But the Legislature is only in session until May, so it only has a few months to take action before the state has to start paying for the stadium.

Commerce Committee chair Joe Atkins said he thinks a better backup plan may be necessary -- more than the stadium ticket taxes that the Legislature already approved.

"I'm worried about it right now, and any prudent person starts their worrying sooner rather than later, in order to try to come up with solutions. You hope that it works itself out, but we certainly want to have some possibilities in mind if it doesn't," he said.

Atkins said that he's planning more formal hearings on the games, and may set up a special task force of legislators to try and come up with some solutions.

The problem appears to be a mixture of supply and demand. Minnesota is the first state to legalize this form of gambling. The suppliers say the new games are taking much more paperwork, testing and software coding than anyone anticipated, to get the program off the ground.

But players seem to be reacting cooly to the games, as well. There was talk last year about how a second supplier might drive up interest among more gambling operators and bars. That second distributor started up just before Christmas, and those games are taking less than a quarter of the daily bets of the first version of the game -- the iPads that came out in September.

The machines were each expected to take about $225 a day in bets.

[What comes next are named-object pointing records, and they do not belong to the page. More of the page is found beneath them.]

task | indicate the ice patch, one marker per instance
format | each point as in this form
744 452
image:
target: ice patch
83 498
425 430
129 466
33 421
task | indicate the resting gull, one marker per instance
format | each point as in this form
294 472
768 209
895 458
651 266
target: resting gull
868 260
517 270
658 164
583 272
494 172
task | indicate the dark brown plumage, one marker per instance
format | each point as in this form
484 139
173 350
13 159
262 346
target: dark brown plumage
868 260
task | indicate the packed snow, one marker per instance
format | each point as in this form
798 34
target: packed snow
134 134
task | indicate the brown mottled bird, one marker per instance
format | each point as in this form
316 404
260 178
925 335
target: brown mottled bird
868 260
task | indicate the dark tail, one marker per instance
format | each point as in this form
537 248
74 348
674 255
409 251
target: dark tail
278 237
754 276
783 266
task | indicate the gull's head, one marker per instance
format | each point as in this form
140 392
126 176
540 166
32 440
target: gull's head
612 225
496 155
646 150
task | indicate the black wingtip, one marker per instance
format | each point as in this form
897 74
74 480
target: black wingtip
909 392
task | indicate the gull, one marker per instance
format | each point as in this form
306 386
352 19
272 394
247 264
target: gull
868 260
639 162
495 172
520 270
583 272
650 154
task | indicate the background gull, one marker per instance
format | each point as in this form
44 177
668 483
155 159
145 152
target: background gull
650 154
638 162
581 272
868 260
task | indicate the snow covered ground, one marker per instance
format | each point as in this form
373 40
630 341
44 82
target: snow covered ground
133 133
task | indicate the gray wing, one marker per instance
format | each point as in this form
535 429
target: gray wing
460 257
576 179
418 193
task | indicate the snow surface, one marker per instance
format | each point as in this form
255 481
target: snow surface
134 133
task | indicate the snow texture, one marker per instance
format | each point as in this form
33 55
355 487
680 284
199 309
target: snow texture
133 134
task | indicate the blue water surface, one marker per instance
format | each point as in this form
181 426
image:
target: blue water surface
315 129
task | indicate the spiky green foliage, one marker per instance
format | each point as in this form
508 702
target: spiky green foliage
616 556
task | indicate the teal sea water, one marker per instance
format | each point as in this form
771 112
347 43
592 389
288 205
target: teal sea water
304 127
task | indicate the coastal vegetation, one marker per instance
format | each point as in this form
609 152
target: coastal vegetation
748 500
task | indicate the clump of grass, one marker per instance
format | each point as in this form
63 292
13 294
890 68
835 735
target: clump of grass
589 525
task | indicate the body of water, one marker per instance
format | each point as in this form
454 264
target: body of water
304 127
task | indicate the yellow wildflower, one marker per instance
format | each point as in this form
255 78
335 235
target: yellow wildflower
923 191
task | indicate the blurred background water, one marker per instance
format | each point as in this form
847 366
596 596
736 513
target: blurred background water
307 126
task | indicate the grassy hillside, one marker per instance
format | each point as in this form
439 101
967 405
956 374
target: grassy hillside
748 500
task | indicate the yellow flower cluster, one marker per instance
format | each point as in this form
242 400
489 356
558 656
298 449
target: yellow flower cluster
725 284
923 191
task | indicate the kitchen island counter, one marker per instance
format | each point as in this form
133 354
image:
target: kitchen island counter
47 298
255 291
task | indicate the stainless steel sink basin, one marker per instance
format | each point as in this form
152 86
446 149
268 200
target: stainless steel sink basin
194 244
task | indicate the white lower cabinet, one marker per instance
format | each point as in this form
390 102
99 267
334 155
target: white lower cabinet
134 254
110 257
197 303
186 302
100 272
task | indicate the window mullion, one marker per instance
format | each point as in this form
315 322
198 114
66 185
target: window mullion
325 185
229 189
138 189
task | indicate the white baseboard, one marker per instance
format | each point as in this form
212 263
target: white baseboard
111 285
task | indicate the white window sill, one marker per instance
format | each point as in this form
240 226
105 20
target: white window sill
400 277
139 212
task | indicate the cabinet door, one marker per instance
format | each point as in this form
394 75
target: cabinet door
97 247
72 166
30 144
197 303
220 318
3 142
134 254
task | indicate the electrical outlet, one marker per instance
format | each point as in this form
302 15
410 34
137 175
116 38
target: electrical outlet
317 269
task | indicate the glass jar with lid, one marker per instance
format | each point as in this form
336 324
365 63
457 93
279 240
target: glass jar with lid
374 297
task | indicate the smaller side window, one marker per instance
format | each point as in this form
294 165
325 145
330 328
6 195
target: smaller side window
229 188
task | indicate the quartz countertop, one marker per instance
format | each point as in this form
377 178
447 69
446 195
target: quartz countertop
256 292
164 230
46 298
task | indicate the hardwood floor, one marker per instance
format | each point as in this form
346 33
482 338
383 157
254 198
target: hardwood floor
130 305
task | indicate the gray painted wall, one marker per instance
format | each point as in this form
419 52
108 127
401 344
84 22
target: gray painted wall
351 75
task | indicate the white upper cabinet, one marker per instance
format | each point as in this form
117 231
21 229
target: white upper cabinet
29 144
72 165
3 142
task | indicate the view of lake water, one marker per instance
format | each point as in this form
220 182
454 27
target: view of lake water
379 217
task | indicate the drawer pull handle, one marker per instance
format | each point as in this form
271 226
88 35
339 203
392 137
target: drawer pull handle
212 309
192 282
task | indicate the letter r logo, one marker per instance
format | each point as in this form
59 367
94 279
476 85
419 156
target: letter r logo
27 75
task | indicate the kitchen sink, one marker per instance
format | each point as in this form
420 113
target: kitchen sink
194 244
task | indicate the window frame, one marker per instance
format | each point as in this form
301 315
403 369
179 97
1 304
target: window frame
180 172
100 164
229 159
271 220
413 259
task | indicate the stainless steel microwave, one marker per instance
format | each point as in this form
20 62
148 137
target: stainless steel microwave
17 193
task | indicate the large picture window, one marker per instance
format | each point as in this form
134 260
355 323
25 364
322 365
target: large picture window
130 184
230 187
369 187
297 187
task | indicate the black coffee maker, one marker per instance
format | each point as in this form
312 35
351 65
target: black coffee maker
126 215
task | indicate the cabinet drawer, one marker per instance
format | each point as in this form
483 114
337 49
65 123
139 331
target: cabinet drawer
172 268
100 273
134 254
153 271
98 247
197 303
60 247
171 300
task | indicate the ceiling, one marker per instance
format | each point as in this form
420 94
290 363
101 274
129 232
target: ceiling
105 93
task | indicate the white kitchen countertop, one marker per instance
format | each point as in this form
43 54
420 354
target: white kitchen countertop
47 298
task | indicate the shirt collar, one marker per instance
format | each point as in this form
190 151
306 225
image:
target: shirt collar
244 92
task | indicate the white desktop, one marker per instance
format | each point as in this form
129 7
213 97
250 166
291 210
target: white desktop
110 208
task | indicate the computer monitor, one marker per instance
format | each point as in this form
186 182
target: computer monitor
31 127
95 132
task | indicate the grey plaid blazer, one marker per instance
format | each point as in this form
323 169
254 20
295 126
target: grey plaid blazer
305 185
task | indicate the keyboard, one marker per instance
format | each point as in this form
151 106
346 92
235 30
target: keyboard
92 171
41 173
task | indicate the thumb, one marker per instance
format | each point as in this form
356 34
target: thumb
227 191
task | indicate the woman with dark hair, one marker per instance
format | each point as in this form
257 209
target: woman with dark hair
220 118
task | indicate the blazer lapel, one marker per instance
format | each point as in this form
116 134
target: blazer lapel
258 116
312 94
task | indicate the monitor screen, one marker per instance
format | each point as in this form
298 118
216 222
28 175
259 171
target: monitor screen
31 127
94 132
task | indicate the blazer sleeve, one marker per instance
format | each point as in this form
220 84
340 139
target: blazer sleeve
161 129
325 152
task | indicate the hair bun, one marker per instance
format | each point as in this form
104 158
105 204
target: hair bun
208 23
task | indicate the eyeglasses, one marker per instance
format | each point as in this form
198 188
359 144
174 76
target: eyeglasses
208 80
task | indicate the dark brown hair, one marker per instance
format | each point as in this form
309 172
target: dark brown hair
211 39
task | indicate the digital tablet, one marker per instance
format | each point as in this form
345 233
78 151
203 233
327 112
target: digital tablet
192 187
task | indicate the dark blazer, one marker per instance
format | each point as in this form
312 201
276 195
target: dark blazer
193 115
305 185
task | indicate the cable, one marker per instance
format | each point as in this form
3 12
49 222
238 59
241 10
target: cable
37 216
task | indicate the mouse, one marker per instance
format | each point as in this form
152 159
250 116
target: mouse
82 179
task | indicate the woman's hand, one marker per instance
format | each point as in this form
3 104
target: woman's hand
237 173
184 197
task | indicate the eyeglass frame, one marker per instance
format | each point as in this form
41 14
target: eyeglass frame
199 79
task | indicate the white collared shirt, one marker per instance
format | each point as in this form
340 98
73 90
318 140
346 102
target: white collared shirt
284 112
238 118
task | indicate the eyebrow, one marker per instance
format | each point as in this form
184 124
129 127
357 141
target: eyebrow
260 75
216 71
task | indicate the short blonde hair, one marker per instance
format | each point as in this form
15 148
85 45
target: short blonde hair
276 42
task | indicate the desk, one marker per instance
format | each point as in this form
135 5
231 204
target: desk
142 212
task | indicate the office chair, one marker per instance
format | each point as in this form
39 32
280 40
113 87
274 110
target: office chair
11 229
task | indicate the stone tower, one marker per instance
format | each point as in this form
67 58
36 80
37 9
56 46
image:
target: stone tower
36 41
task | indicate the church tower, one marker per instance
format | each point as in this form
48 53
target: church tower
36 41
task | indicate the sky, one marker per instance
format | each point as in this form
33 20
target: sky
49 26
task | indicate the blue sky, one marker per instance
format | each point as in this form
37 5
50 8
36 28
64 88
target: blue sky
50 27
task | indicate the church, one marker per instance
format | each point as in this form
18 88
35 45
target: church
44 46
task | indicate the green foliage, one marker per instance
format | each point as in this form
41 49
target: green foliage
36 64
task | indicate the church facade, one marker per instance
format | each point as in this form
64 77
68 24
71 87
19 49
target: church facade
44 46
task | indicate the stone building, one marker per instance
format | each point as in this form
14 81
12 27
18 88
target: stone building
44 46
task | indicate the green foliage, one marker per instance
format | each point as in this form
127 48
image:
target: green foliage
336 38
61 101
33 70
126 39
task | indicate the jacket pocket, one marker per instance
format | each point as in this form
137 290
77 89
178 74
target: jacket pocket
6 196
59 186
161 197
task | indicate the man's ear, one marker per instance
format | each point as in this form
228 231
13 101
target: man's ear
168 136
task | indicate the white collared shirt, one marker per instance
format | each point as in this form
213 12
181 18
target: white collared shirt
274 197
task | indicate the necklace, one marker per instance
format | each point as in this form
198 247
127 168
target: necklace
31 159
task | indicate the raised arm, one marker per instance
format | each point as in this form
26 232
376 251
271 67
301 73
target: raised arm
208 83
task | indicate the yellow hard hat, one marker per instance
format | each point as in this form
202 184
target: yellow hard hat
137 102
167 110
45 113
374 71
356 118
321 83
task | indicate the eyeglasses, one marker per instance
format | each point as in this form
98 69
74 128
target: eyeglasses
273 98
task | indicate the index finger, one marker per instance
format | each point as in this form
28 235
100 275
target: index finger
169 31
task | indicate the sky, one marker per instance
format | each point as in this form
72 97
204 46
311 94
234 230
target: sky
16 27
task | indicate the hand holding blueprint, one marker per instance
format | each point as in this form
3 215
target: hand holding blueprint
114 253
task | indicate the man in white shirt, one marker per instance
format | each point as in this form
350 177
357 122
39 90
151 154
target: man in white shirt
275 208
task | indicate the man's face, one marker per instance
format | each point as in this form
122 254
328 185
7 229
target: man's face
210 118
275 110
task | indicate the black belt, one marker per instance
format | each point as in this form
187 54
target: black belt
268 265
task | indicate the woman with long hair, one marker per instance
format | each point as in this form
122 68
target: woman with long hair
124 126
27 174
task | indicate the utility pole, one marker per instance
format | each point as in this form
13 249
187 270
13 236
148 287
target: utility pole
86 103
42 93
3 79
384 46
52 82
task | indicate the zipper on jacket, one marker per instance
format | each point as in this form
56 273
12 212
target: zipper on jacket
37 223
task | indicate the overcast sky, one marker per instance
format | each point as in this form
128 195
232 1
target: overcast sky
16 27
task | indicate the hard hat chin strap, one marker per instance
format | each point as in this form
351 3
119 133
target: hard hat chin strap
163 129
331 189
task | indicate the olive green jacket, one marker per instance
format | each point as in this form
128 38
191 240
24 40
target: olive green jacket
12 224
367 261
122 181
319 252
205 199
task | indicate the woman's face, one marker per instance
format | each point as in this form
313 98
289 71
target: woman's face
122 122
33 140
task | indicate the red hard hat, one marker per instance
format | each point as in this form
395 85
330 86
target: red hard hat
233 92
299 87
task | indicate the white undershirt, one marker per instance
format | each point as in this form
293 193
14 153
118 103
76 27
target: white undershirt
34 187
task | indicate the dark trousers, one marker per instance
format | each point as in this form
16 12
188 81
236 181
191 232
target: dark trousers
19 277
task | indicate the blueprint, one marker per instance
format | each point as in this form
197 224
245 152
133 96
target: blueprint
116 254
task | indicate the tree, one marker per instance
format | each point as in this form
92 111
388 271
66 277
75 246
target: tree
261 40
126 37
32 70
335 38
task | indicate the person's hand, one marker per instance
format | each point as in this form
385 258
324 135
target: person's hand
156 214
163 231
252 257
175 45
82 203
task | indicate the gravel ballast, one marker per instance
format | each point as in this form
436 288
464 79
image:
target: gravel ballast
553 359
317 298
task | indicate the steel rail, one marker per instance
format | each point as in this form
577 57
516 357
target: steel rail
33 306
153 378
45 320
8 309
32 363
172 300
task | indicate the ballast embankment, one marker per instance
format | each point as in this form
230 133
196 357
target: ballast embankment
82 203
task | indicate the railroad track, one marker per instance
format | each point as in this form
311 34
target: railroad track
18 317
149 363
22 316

The last week of January, they were averaging $104, according to the data just released by the Gambling Control Board. Meanwhile, paper pull tabs are going the other way -- one distributor said he had his best January ever this year. So it's not as if Minnesotans have lost their appetite for gambling.

State officials say some pull-tab operations are wildly successful. Here's a list of the Top 10 sites in Minnesota. Click to enlarge. (Story continues below the chart.)

In the meantime, the state is planning to borrow about 500 million for the project, part its share, and part for the city of Minneapolis's share. Those bonds haven't been sold, so the state hasn't had to make mortgage payments on the new house yet. Officials expect the stadium groundbreaking will still happen in October, and that these gambling games still have almost a year to right themselves.